As the Brothers began exporting the jacket to the United States in the 1950s, it quickly found favor among the golfing elite, which at the time included Bob Hope, Bing Crosby and Ronald Reagan. Naturally the success of the jacket spawned imitators, with U.S. brand McGregor releasing their lookalike, the “Drizzler,” which would go on to be worn by James Dean in Rebel Without a Cause. Despite not being attributed to Baracuta, the exposure of the style worked in the brand’s favor, allowing them to expand their clientele beyond golfers, and soon the G9 made its film debut in 1958’s King Creole starring Elvis Presley.
While the jacket is most famously linked to Steve McQueen (who wore it in both The Thomas Crown Affair and on the cover of Life Magazine in April of 1963) it was actually Ryan O’Neal who was responsible for ushering it into the mainstream, donning the jacket as Rodney Harrington in the soap opera Peyton Place. The jacket became so inseparable from O’Neal’s character that Baracuta permanently affixed “Harrington” to its name, in turn creating an enduring symbol of post-war preppy style.

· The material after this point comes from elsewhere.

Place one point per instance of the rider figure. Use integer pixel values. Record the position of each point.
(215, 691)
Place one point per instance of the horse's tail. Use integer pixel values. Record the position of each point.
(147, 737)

Yet the G9’s associations with traditional movie stars and all-American icons didn’t prevent it from finding favor among those with a less conventional style, and it was soon co-opted by the Mods in the 1960s, then punks in the 1970s and ’80s, and finally by skinheads in the the ’90s. The jacket’s appeal to seemingly disparate cultures and individuals only serves as proof of its versatility, which continues to endure, the G9’s sleek silhouette and associations with coolness transcending its original intent as mere golfing jacket and cementing it within the annals of style.